On Monday, the Sentry, a Washington advocacy group released its first public reports on the conflict in South Sudan. The report revealed how the country’s top officials have benefited both financially and politically from the continuing war and atrocities committed in their country. “Some have been involved in questionable business deals while others have apparently received large payments from corporations doing business in South Sudan. Meanwhile, some top officials and their family members own stakes in a broad array of companies doing business in the country — and in some cases, these commercial engagements may be in violation of South Sudanese law,” George Clooney and John Prendergast wrote in the foreword of the investigative report.

Over time, African countries have suffered violence because of ethnic sensitivity and marginalization, but in South Sudan’s case, it seems to be a different scenario in the real sense. According to Sentry’s report, “the leaders of South Sudan’s warring parties manipulate and exploit ethnic divisions in order to drum  up  support  for  a  conflict  that  serves  the  interests  only  of  the  top  leaders  of  these  two kleptocratic networks.”
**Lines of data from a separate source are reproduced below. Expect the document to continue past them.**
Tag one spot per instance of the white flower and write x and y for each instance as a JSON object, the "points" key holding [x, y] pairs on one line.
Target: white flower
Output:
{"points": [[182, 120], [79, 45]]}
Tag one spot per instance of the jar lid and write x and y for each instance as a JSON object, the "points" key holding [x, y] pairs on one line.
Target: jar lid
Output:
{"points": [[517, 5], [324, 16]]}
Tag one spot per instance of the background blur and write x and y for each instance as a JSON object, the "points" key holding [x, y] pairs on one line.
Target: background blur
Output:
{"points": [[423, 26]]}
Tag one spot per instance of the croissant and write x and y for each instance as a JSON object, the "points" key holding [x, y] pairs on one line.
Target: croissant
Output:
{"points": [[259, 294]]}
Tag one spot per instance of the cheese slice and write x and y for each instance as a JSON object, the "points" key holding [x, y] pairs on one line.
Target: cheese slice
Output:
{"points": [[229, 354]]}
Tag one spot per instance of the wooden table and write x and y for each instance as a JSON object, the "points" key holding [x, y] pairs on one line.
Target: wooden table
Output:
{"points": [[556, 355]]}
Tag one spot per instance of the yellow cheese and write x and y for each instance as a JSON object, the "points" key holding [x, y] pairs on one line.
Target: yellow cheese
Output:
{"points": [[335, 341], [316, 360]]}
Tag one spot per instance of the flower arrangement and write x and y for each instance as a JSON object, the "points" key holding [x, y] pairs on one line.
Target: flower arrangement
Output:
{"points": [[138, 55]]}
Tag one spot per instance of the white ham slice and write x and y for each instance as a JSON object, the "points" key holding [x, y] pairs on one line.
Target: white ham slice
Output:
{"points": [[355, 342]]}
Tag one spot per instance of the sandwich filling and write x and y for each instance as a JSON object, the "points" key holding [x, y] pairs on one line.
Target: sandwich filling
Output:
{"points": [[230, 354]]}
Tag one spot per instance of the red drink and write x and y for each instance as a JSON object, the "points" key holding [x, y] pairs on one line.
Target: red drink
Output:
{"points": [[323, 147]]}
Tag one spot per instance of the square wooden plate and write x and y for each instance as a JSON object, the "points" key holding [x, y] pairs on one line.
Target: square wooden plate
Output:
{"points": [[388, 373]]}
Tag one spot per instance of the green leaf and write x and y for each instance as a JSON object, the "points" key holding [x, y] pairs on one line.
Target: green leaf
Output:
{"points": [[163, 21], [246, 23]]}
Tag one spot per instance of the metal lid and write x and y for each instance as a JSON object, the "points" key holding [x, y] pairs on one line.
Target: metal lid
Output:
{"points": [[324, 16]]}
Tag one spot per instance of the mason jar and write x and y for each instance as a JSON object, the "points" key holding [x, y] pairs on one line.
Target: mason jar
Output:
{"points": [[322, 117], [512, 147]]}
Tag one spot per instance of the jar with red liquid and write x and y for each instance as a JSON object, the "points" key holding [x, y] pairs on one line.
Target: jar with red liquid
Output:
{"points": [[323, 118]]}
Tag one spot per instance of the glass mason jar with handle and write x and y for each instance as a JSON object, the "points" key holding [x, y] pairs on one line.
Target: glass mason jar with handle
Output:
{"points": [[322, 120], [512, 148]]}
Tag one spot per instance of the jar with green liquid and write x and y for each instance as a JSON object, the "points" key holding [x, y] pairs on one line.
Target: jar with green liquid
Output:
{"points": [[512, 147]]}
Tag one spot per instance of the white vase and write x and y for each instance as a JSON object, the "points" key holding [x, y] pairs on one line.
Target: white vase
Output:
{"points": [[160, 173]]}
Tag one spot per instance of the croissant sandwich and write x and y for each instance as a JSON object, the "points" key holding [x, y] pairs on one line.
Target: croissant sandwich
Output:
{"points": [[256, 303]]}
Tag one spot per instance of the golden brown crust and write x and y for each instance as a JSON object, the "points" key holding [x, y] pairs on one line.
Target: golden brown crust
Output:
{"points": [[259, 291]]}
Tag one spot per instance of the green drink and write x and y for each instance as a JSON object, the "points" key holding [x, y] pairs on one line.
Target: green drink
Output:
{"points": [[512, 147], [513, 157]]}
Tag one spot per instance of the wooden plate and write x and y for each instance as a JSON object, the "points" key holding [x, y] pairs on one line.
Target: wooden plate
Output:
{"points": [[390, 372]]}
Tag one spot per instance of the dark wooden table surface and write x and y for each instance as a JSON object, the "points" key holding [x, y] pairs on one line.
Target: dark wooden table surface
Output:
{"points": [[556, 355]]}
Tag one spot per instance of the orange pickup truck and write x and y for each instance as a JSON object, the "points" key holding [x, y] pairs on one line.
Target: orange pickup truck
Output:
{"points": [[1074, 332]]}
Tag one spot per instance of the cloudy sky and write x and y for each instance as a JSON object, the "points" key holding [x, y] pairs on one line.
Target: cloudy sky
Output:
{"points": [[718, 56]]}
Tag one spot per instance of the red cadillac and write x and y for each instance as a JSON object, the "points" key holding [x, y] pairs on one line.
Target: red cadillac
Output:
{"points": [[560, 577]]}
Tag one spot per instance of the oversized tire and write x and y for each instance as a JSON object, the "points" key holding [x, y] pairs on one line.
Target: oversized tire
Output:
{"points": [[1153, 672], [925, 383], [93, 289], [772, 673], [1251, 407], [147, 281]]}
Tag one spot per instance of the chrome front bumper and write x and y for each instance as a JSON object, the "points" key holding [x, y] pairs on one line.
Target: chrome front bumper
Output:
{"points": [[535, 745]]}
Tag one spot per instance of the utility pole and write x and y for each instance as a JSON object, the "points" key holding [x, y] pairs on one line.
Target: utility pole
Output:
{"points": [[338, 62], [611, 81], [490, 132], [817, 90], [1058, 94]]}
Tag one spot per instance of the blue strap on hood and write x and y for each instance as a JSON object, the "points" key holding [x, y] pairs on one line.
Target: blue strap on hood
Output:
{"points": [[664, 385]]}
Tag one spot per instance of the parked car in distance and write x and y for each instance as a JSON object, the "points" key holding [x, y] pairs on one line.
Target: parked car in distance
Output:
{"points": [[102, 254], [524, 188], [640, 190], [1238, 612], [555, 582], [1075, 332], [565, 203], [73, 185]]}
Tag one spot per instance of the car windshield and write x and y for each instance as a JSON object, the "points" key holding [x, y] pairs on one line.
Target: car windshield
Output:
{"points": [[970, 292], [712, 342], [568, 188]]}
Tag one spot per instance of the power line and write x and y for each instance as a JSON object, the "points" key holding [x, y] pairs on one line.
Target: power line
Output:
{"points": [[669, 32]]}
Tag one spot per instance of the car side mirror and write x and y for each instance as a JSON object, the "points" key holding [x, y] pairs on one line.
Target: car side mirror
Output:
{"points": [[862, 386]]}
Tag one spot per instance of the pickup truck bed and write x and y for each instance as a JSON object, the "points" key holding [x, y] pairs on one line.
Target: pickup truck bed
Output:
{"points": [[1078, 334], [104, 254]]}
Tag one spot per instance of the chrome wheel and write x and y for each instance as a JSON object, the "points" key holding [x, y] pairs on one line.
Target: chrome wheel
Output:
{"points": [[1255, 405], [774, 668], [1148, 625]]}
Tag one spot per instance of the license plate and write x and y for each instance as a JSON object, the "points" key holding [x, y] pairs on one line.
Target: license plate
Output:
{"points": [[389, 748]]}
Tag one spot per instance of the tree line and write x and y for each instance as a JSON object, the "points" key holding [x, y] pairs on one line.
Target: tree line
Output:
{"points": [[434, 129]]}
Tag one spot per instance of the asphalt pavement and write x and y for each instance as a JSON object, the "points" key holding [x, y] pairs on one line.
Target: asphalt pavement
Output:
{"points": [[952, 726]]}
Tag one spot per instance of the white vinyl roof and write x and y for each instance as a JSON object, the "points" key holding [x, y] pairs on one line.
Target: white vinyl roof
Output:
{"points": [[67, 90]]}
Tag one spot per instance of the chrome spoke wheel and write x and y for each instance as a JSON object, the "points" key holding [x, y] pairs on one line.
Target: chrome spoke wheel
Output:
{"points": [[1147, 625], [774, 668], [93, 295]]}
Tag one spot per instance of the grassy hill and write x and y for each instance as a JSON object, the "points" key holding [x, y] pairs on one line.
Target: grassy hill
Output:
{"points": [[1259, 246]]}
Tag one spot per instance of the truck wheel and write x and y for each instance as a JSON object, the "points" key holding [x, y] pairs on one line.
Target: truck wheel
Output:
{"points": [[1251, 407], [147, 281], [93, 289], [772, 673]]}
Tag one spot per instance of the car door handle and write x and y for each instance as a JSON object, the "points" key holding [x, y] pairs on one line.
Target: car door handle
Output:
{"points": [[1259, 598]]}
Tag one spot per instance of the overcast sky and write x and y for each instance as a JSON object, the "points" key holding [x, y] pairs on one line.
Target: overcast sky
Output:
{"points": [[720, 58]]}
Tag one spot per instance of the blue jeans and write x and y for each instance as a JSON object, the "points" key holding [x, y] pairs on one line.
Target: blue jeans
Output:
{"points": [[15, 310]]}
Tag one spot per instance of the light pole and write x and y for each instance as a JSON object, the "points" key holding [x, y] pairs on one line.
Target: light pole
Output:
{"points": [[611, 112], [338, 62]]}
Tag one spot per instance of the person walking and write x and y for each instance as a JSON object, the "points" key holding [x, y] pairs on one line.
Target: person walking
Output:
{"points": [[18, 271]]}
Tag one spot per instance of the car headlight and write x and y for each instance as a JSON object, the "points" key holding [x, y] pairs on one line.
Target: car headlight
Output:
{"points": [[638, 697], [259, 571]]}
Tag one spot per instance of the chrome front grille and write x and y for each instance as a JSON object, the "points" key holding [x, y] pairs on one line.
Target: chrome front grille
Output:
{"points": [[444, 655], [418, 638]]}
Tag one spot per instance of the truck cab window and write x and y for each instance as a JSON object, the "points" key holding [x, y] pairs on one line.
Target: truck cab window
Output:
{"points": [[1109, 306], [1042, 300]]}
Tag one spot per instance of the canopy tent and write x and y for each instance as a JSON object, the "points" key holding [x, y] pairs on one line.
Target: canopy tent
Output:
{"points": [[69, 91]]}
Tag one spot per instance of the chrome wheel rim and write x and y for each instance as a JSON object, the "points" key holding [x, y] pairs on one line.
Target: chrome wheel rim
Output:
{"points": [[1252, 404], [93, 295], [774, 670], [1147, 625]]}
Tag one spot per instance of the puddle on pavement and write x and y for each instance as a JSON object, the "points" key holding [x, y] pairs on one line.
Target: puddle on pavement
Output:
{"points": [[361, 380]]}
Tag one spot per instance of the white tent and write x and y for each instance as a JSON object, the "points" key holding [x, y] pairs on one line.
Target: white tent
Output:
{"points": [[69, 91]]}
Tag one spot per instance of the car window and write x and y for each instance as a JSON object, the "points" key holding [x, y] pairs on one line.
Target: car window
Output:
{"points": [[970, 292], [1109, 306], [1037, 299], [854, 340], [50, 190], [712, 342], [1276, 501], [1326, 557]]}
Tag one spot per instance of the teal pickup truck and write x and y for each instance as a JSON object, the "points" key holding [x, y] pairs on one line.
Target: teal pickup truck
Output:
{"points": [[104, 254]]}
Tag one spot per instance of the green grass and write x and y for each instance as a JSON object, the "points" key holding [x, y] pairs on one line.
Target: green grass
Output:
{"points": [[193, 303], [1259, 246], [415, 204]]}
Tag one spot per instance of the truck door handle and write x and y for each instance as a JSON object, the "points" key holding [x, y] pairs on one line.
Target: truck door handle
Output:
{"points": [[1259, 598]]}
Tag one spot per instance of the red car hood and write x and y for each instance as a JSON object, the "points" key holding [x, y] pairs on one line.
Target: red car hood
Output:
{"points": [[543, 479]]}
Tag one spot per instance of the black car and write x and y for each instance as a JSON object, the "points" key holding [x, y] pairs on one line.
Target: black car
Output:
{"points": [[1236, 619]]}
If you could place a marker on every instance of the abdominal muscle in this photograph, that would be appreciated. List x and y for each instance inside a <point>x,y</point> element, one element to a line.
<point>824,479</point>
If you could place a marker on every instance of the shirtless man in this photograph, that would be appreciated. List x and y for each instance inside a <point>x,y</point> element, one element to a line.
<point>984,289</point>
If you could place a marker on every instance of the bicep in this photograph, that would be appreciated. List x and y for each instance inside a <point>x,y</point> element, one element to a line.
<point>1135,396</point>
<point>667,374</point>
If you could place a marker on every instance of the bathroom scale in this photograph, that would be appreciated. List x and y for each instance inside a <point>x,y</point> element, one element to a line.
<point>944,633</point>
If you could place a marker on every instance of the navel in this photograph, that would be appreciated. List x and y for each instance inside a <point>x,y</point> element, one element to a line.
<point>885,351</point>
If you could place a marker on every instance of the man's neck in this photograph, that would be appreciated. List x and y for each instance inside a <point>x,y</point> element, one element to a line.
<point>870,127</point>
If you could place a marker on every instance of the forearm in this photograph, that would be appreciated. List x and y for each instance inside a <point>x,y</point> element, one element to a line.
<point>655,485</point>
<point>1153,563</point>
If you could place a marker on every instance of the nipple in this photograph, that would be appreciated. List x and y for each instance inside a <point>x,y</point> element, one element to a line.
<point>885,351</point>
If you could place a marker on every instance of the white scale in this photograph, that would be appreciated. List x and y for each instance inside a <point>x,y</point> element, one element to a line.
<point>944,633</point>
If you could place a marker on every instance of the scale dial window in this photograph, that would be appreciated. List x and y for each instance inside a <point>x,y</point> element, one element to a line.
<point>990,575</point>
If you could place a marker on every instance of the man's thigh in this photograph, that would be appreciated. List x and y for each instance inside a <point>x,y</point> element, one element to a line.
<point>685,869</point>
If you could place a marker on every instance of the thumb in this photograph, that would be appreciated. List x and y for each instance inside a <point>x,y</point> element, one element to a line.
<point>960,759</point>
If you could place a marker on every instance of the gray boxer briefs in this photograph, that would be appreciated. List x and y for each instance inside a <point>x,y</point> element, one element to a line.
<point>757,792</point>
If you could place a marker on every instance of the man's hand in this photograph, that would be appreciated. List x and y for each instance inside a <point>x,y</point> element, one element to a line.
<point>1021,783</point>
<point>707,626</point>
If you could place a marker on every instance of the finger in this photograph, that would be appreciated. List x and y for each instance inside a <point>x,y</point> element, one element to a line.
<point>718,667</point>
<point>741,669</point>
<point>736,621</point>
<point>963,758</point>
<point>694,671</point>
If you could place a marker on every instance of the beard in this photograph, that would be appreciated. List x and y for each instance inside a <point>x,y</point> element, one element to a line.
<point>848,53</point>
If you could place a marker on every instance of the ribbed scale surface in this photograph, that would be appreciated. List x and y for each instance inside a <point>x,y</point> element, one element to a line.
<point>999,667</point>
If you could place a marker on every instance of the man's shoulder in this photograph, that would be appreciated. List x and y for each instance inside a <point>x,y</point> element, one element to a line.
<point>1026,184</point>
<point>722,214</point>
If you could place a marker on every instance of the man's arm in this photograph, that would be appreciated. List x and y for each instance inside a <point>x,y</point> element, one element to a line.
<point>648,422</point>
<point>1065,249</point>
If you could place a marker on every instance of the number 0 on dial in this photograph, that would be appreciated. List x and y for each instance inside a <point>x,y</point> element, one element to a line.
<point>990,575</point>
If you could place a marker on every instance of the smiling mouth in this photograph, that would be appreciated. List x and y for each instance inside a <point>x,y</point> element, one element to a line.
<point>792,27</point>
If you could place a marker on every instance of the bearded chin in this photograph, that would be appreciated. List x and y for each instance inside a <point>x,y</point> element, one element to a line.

Only two years after South Sudan became an independent and sovereign state, the tussle for power and control of state resources between Kiir and Machar plunged the country into civil war. Several efforts by regional and international stakeholders to restore the lost peace in the country eventually paid off in August last year.

The two leaders signed a peace deal that caused their fighters to cease fire and a transitional government was formed. However, since July 2016, the peace it found about a year seems to be only temporal. Fighting, killings, and many other atrocities have resumed in the country, and up till now, no definite end is in view.

Kiir and Machar, who apparently instigated the country’s deplorable situation don’t have their families caught in all the troubles. Rather, they own properties worth millions of dollars both within and outside the country, drive expensive cars and also live lavish lifestyles, the report said. The top two leaders are not the only ones indicted in the same report; “immediate family members of South Sudan’s top officials have held commercial ventures throughout the country’s most lucrative business sectors,” a situation that implied the violation of the country’s law.

Just like a Yoruba proverb says, ‘a person would always send another man’s child on a dangerous mission’, ignorant guerrillas are killing their fellow citizens, while those that order them around, including Machar and Kiir, have their families safe somewhere outside the battlefield. The report by the Sentry further raises questions as to whether or not, the South Sudanese people can have the hopes and dreams that came with the country’s independence ever materialize any time soon.

Even as these revelations call for urgent international intervention to save South Sudan from perceived kleptocracy, the quest for the peace of this time may be better achieved if Salva Kiir and Riek Machar step down and give way for a better leadership.